The state of the hungry ghost, as I continue to experience it, when I wake up every morning, and at the beginning of every sitting before I get round to slowly bowing and swaying, is akin to being seasick. There is a perfectionistic yearning to feel secure on solid ground and thence to know: where is the vertical? where is the horizon? where is up and where is down? where am I and where am I going? what do I really want? The hungry ghost yearns to know the answer to questions like these, but he does not know and cannot know, at least not as definitely as he would like. He feels insecure primarily with respect to where he is within the gravitational field, and hence insecure with respect to everything.
Being a hungry ghost in search of solid ground, I sailed from Tokyo to the Pacific island of Okinawa in April 1982, and landed at the karate-dojo of Sensei Morio Higaonna, Chief Instructor of the International Okinawan Goju-Ryu Federation. Higaonna Sensei was a devotee of traditional karate-do, based on traditional forms called kata. One kata was emphasized as particularly important, and that was sanchin kata. Higaonna Sensei described this practice as kihon no naka no kihon -- basic to that which is basic.
To practice sanchin kata under the watchful eye and incredibly powerful and communicative hands of Higaonna Sensei, which is what I am doing in the above photo, was one of the most grounding and awakening experiences my vestibular/proprioceptive system has ever had.
After one such training session, I got a lift on the back of the motorbike of a fellow trainee to the English language bookshop in Okinawa, where I spotted this:
The title appealed strongly to the hungry ghost in me: it hinted at a promise of certainty, security, as to what the fundamental rules of Zen were.

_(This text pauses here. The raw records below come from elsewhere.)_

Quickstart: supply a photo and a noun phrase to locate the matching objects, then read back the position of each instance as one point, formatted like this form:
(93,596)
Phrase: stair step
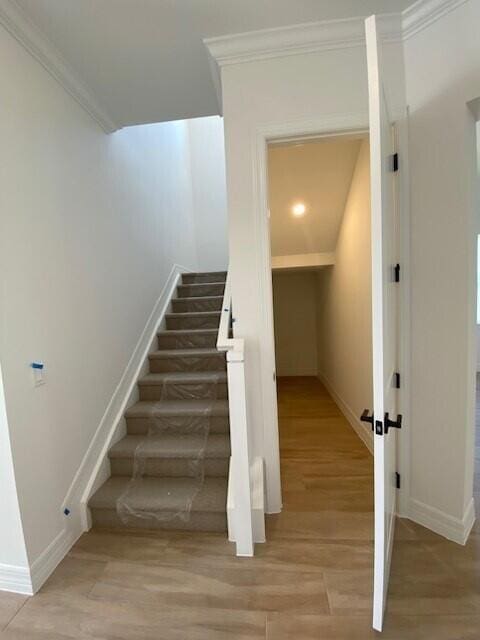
(165,498)
(183,385)
(171,360)
(172,455)
(210,276)
(195,320)
(201,303)
(201,290)
(186,338)
(146,415)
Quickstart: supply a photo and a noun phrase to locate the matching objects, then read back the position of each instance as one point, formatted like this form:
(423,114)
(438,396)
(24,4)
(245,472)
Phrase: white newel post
(240,460)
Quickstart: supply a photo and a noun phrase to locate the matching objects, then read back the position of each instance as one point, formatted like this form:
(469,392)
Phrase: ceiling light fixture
(299,209)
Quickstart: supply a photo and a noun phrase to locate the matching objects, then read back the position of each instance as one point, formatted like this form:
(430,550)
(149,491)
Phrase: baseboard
(93,469)
(15,579)
(50,557)
(362,432)
(455,529)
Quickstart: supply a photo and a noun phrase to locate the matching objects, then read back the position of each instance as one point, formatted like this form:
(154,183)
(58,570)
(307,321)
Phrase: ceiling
(144,60)
(317,173)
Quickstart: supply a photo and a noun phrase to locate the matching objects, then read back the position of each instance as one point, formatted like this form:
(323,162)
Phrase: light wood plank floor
(311,580)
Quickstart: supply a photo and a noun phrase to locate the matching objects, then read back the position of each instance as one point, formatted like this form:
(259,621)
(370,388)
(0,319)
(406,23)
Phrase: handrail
(239,502)
(235,346)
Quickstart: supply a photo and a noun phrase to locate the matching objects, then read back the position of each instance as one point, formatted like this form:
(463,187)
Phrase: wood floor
(312,580)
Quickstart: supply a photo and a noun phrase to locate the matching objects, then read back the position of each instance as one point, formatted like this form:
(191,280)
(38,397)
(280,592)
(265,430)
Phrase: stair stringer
(95,466)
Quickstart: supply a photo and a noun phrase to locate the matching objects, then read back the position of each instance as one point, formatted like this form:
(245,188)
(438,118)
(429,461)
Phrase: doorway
(319,202)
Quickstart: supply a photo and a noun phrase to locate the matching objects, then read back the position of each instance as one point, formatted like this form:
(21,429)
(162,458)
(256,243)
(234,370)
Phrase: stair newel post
(240,461)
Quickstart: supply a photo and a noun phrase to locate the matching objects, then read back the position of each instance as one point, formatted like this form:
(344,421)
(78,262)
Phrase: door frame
(345,124)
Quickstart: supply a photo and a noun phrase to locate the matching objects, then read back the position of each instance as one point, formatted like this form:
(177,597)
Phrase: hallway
(311,580)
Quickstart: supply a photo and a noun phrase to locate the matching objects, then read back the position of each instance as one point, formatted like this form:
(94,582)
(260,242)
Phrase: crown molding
(424,13)
(310,37)
(319,36)
(14,20)
(296,39)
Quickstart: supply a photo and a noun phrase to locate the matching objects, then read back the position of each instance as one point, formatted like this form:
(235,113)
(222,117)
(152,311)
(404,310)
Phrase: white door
(384,319)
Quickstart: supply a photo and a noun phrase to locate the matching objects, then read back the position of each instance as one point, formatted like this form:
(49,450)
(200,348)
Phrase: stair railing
(239,505)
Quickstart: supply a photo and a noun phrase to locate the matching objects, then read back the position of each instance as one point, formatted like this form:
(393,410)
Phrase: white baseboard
(455,529)
(47,561)
(16,579)
(93,468)
(360,429)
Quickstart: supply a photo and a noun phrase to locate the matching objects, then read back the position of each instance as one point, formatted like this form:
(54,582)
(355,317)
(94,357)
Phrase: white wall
(304,88)
(90,228)
(295,316)
(13,552)
(207,157)
(345,297)
(442,75)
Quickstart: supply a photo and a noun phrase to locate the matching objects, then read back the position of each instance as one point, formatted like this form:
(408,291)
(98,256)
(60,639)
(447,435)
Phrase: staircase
(170,470)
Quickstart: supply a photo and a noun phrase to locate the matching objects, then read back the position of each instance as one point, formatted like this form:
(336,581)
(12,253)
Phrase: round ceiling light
(299,209)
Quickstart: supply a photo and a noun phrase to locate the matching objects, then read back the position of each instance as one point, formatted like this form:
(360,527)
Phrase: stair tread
(186,314)
(163,494)
(205,273)
(189,445)
(184,332)
(193,352)
(196,298)
(183,377)
(148,408)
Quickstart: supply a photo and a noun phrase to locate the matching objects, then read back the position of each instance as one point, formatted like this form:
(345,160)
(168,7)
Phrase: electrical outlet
(38,372)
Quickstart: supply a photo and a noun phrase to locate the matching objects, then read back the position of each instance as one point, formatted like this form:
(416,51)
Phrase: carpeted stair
(187,378)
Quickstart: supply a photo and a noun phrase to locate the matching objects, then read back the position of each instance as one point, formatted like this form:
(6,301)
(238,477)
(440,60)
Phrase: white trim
(46,563)
(404,396)
(308,37)
(312,37)
(455,529)
(258,505)
(93,470)
(15,579)
(364,433)
(19,25)
(424,13)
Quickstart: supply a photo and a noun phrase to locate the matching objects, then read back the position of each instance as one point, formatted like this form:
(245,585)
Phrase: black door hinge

Then, when I opened the book and saw two photos of Master Kodo Sawaki sitting bolt upright in the full lotus posture, head shaved, clothed immaculately in a traditional kasaya, I did not need to read a single word. I proceeded directly to the till.
Back at the hotel where I was staying, I started to try following the instructions that the book set out, and showed the book to my friend and mentor in karate-do, David Essoyan, and even took a photo of him reading it (note the evidence of recent work on punching board on David's first two knuckles!).
David's eyes in the photo are the eyes of a man who has befriended, has taken under his wing, and is looking directly at, a hungry ghost. I was a hungry ghost then, just beginning its sitting-zen life, and I am a hungry ghost now with 26 years of sitting-zen behind me. The main difference between my state then and my state now is that I am much more clear than I was about what the fundamental basis of the state of the hungry ghost is.
A pioneer in the field of occupational therapy named A.Jean Ayres, in her book Sensory Integration and the Child, coined the phrase "gravitational insecurity." When I met Peter Blythe of INPP Chester in 1998, Peter clarified for me the connection between this state of gravitational insecurity, familiar to hungry ghosts everywhere, and aberrance of the baby balance reflex or, to give it its scientific name, the tonic labyrinthine reflex (TLR).
When, during my training at INPP Chester, I tested my father for immaturity of the TLR, by moving his head backward and forward, he coped quite well with his eyes open. But when I asked him to close his eyes and tilted his head backwards, he simply fell over, as if he had drunk 12 pints of beer. Aberrance of this vestibular reflex, the TLR, it seems, is a genetic trait of the Cross family.